RMC - mardi 4 mars 1997

P. Lapousterle : Quand les sympathisants socialistes disent qu'ils auraient aimé que leurs dirigeants soient plus présents, imaginatifs et pugnaces pendant le débat sur l'immigration, leur donnez-vous un peu raison ?

F. Hollande : Il faut toujours être pugnace. Est-ce qu'on l'a été suffisamment ? Je crois qu'on a marqué notre opposition clairement au texte de Jean-Louis Debré, notamment sur son article 1er. Nous l'avons fait en solidarité avec un mouvement qui nous a heureusement dépassés car, s'il n'y avait pas eu le mouvement des intellectuels, des artistes, des réalisateurs, il n'y aurait pas eu le retrait de l'article 1er. Il y a donc un moment où les politiques doivent être bien sûr combatifs mais s'ils ne sont pas relayés par des mouvements puissants dans la rue ou dans les pétitions, ils ne peuvent pas parvenir à leurs fins. Je suis assez heureux que la pugnacité de socialistes ait été relayée par d'autres.

P. Lapousterle : Diriez-vous ce matin que M. Jospin est un peu contesté au Parti socialiste ?

F. Hollande : Non, je ne le crois pas. Je crois que Lionel Jospin veut être non seulement le chef des socialistes, le leader des socialistes – il l'est – mais il veut être celui qui les prépare au mieux pour les élections de 1998. Cela veut dire que les socialistes seraient prêts à gouverner demain. C'est cela, la responsabilité qu'il a : ce n'est pas simplement de gérer au jour le jour une organisation politique – ce qui est d'ailleurs difficile à administrer, on le voit bien – mais c'est de préparer la gauche à être en état de marche, pas simplement au moment des élections, mais surtout après.

P. Lapousterle : Si vous gagnez en 1998, supprimerez-vous la loi Debré ? Dans quel sens ?
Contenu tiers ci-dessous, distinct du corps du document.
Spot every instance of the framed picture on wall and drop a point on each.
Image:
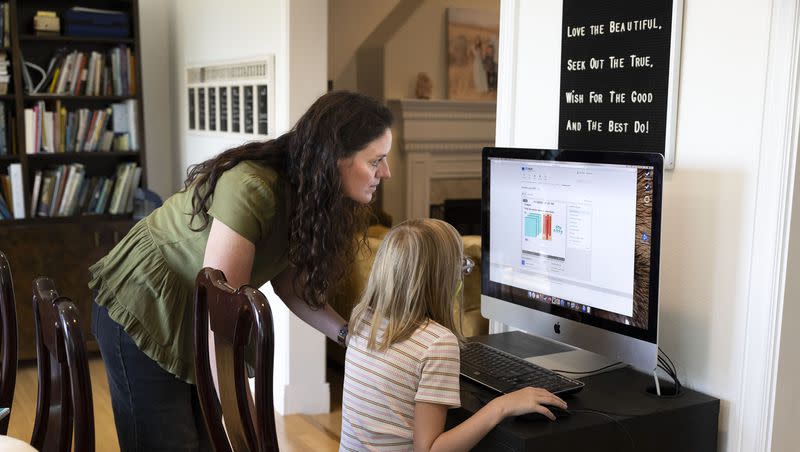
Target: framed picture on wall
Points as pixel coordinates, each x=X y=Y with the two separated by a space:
x=472 y=45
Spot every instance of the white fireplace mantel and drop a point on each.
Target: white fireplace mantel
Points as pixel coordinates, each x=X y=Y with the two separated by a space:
x=440 y=139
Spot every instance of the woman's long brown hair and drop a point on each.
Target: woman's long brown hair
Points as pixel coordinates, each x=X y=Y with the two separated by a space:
x=323 y=222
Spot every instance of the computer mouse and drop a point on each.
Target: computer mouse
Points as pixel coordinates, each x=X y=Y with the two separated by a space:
x=557 y=411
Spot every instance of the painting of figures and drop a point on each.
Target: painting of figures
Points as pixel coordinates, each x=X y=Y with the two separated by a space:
x=472 y=44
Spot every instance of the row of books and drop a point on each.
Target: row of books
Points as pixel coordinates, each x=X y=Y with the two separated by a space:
x=81 y=130
x=88 y=74
x=66 y=190
x=12 y=201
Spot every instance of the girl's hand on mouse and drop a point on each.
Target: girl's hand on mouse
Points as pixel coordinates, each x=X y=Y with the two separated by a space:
x=528 y=400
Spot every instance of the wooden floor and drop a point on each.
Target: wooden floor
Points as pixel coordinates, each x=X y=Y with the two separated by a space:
x=296 y=432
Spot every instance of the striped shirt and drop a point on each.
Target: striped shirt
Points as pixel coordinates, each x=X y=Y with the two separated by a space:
x=381 y=388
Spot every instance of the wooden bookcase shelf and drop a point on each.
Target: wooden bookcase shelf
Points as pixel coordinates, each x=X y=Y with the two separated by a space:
x=61 y=247
x=64 y=40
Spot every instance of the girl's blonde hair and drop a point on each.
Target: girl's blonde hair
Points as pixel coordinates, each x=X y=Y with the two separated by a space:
x=416 y=277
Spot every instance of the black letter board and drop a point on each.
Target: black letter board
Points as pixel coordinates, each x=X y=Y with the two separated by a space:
x=619 y=75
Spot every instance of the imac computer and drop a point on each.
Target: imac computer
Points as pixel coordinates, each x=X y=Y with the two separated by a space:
x=570 y=253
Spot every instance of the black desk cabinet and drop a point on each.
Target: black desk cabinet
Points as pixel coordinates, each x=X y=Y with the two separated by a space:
x=645 y=422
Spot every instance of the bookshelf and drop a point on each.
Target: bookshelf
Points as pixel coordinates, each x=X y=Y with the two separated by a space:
x=63 y=246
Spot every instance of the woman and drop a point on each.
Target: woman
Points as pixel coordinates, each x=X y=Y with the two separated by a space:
x=285 y=211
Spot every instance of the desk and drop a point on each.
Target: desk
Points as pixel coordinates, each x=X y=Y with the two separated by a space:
x=687 y=422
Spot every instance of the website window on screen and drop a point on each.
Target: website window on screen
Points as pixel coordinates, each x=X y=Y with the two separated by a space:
x=569 y=234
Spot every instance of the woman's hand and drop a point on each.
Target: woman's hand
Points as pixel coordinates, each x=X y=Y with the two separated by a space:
x=528 y=400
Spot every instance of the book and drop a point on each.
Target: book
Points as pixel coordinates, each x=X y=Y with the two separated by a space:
x=137 y=176
x=17 y=190
x=37 y=182
x=46 y=198
x=5 y=214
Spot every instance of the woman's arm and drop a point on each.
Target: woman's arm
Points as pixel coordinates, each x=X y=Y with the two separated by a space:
x=230 y=253
x=324 y=319
x=429 y=418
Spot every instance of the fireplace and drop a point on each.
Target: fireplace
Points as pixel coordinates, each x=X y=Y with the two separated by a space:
x=439 y=159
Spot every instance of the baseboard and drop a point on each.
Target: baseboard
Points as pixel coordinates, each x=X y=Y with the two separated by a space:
x=303 y=399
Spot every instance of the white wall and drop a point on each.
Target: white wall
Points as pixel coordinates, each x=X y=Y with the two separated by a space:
x=786 y=435
x=349 y=24
x=158 y=113
x=709 y=198
x=295 y=31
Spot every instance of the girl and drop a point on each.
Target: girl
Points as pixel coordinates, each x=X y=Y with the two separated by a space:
x=402 y=364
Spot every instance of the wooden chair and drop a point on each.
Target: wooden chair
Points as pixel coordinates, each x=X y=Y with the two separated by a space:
x=8 y=343
x=64 y=402
x=234 y=316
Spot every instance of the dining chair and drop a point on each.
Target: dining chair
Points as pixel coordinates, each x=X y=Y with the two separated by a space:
x=8 y=343
x=234 y=316
x=64 y=402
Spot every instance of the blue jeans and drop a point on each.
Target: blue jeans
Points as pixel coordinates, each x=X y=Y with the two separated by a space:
x=153 y=410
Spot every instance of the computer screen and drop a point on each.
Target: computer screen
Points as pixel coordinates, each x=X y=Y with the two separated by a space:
x=571 y=247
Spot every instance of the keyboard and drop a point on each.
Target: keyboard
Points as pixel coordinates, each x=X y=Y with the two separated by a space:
x=504 y=372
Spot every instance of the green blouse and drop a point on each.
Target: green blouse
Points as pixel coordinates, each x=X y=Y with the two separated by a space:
x=147 y=280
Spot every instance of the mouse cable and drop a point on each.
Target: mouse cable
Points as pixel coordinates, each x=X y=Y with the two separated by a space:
x=606 y=415
x=586 y=371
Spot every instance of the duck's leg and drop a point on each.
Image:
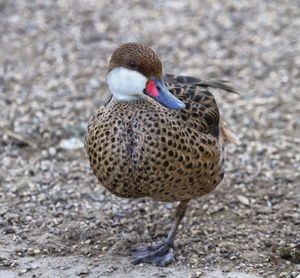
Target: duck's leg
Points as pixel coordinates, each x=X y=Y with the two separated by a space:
x=162 y=254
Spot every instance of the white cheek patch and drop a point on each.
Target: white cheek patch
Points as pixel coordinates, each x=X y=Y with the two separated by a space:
x=126 y=84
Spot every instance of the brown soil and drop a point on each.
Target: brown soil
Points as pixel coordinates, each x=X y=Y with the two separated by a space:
x=56 y=221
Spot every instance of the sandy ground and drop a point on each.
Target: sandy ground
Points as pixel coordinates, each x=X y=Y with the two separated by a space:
x=56 y=221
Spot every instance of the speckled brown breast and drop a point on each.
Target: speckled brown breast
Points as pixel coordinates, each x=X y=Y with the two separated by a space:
x=141 y=148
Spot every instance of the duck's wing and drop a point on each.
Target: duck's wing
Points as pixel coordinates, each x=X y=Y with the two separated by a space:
x=171 y=79
x=201 y=107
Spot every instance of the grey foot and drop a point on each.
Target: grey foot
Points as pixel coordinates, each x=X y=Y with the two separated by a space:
x=160 y=255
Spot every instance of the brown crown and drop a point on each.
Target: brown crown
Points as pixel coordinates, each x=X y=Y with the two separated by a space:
x=138 y=57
F. Hollande : Oui, on la supprimerait parce que cette loi – qui n’est pas encore définitive : il y aura des recours devant le Conseil constitutionnel et il y aura le débat au Sénat – ne répond pas aux problèmes que se posent les Français. La lutte contre l’immigration clandestine irrégulière doit être d’abord faite par rapport aux donneurs d’ordre, à ceux qui emploient de la main-d’œuvre clandestine, ce que le texte Debré ne prévoit pas. Deuxièmement, il y a des mises en cause d’étrangers en situation régulière sur notre territoire : on ne peut pas l’admettre au nom des principes qui sont les nôtres et de notre République. Donc, on ferait un texte qui lutterait plus énergiquement contre le travail clandestin et, en même temps, on stabiliserait la situation de ceux qui sont régulièrement sur notre territoire.
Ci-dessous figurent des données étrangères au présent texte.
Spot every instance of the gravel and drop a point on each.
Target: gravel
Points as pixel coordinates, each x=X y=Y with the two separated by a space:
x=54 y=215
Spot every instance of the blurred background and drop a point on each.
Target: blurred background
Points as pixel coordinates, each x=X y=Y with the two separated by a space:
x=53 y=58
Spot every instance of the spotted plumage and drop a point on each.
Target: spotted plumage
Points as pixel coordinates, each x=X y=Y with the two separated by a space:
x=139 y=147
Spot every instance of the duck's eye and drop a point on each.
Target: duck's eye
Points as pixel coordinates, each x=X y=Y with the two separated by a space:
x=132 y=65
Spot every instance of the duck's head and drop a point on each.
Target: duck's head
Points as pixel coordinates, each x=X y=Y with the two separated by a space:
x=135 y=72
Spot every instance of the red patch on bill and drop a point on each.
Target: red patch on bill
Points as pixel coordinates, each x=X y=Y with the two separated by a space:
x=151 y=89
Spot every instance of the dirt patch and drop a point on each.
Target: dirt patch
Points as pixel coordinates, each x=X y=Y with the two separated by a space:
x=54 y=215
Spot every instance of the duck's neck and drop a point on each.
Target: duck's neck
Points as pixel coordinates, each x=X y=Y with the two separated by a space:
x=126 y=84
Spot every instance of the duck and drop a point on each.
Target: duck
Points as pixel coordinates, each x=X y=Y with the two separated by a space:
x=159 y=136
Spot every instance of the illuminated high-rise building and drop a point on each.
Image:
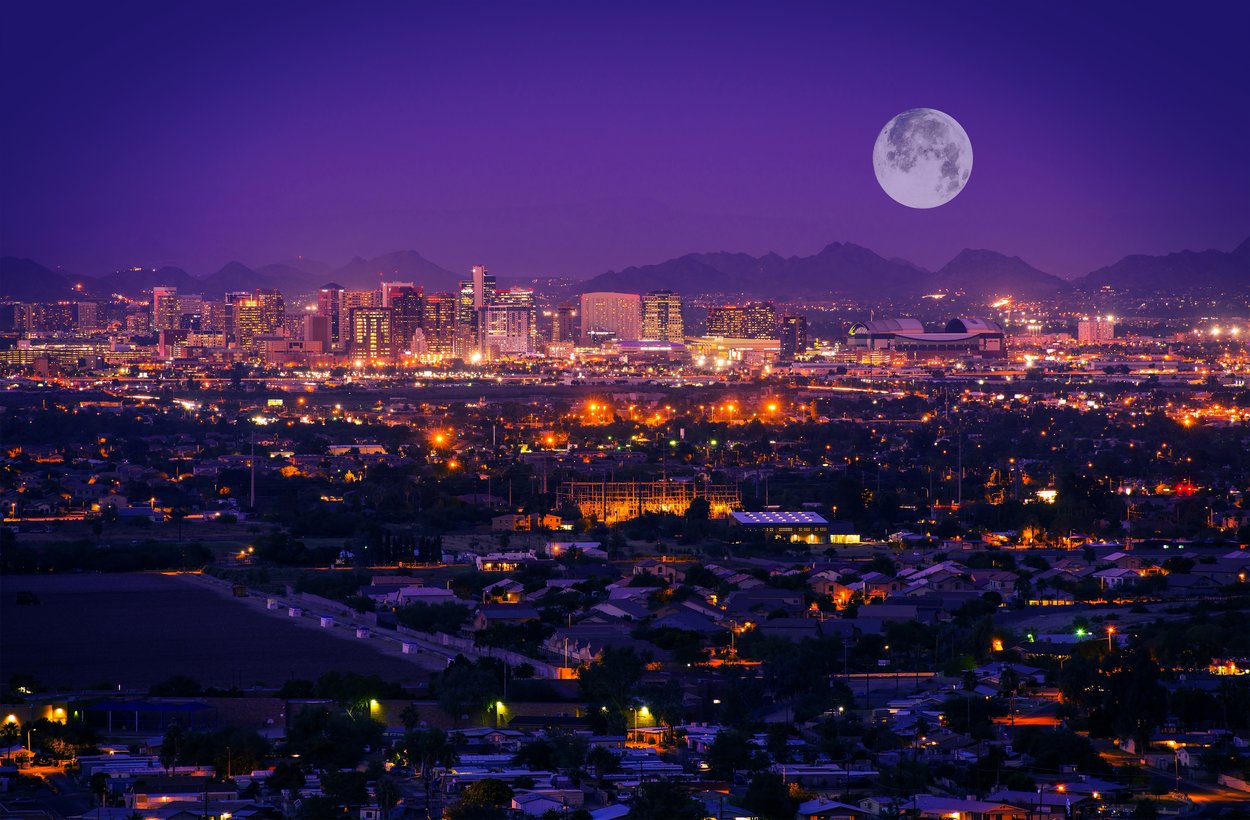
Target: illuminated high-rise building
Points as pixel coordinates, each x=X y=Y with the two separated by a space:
x=506 y=329
x=794 y=336
x=608 y=315
x=1093 y=330
x=356 y=299
x=249 y=321
x=88 y=315
x=273 y=309
x=166 y=308
x=754 y=320
x=483 y=286
x=316 y=333
x=661 y=316
x=564 y=324
x=439 y=324
x=329 y=304
x=520 y=299
x=373 y=333
x=55 y=316
x=405 y=300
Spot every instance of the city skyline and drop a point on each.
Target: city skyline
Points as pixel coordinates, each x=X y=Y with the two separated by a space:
x=333 y=133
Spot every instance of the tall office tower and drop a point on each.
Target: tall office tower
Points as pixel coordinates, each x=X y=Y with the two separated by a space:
x=190 y=304
x=373 y=333
x=755 y=320
x=606 y=316
x=506 y=329
x=794 y=336
x=661 y=316
x=405 y=300
x=316 y=333
x=355 y=299
x=1093 y=330
x=165 y=308
x=483 y=286
x=439 y=324
x=88 y=316
x=464 y=303
x=249 y=320
x=521 y=299
x=231 y=313
x=564 y=324
x=386 y=291
x=273 y=309
x=190 y=309
x=214 y=316
x=466 y=320
x=10 y=316
x=329 y=304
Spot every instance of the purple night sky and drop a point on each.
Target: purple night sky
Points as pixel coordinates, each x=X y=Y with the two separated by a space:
x=569 y=139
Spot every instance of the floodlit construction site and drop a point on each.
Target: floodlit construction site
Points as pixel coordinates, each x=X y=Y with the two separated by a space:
x=611 y=501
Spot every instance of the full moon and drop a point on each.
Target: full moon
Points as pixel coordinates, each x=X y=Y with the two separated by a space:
x=923 y=158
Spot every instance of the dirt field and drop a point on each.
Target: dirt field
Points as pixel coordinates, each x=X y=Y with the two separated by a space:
x=138 y=629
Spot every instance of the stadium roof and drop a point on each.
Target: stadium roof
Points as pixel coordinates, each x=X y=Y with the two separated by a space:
x=778 y=518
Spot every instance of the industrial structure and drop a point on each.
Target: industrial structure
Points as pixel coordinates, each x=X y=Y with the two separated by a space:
x=613 y=501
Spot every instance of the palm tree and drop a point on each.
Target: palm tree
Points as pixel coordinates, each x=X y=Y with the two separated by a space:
x=1009 y=684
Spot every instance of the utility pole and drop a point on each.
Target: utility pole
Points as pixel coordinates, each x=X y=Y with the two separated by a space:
x=251 y=463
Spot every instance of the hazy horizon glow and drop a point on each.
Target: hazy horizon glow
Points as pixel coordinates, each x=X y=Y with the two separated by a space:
x=570 y=139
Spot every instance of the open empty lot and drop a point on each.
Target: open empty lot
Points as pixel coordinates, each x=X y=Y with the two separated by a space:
x=140 y=628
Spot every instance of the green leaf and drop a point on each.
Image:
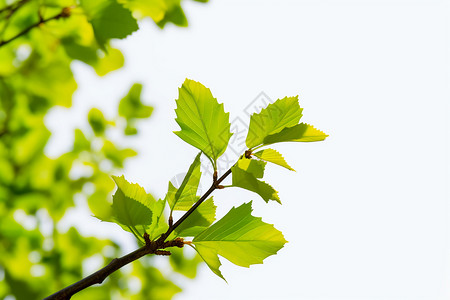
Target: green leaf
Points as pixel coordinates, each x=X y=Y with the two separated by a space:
x=184 y=197
x=275 y=117
x=131 y=204
x=109 y=20
x=273 y=156
x=199 y=220
x=183 y=264
x=203 y=121
x=159 y=224
x=239 y=237
x=131 y=107
x=247 y=180
x=211 y=258
x=253 y=166
x=299 y=133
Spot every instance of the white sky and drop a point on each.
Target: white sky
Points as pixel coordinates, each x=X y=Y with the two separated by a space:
x=366 y=214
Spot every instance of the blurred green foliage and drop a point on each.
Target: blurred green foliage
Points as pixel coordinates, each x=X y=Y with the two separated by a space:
x=38 y=41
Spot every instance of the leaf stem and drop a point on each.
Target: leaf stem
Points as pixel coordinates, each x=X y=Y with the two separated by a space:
x=150 y=247
x=194 y=207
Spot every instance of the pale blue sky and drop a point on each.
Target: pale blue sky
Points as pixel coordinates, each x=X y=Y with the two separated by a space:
x=366 y=214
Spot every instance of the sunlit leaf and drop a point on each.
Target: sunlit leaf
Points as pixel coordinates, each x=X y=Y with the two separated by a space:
x=199 y=220
x=273 y=156
x=247 y=180
x=298 y=133
x=112 y=61
x=203 y=121
x=131 y=205
x=185 y=196
x=109 y=19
P. Lapousterle : Quand vous entendez le président de la République dénoncer l’angélisme de certains, pensez-vous faire partie des « certains » ?

F. Hollande : Oui, mais j'ai pu penser que c'était une autocritique, on ne sait jamais ! En définitive, ceux qui ont imaginé, par un texte de loi, flatter l’électorat du Front national pour le récupérer, en seront peut-être pour leurs frais. Car je crois que le texte de Jean-Louis Debré, approuvé par le président de la République, avait cet objectif-là : essayer de flatter un électorat, faire l'ange auprès de cet électorat, parce qu'on pouvait penser qu'il pourrait être sensible à ce type de législation. On peut ne pas suivre le président de la République lorsqu'il s'engage dans ce type de flatterie mais en revanche, lorsqu'il prétend qu'il veut lutter contre le racisme, il faut s'en féliciter. Je crois qu'il faut dire au président de la République : « Vous voulez lutter contre le racisme ? Très bien ! Mais alors, ne faites pas des législations qui peuvent au contraire encourager ce phénomène.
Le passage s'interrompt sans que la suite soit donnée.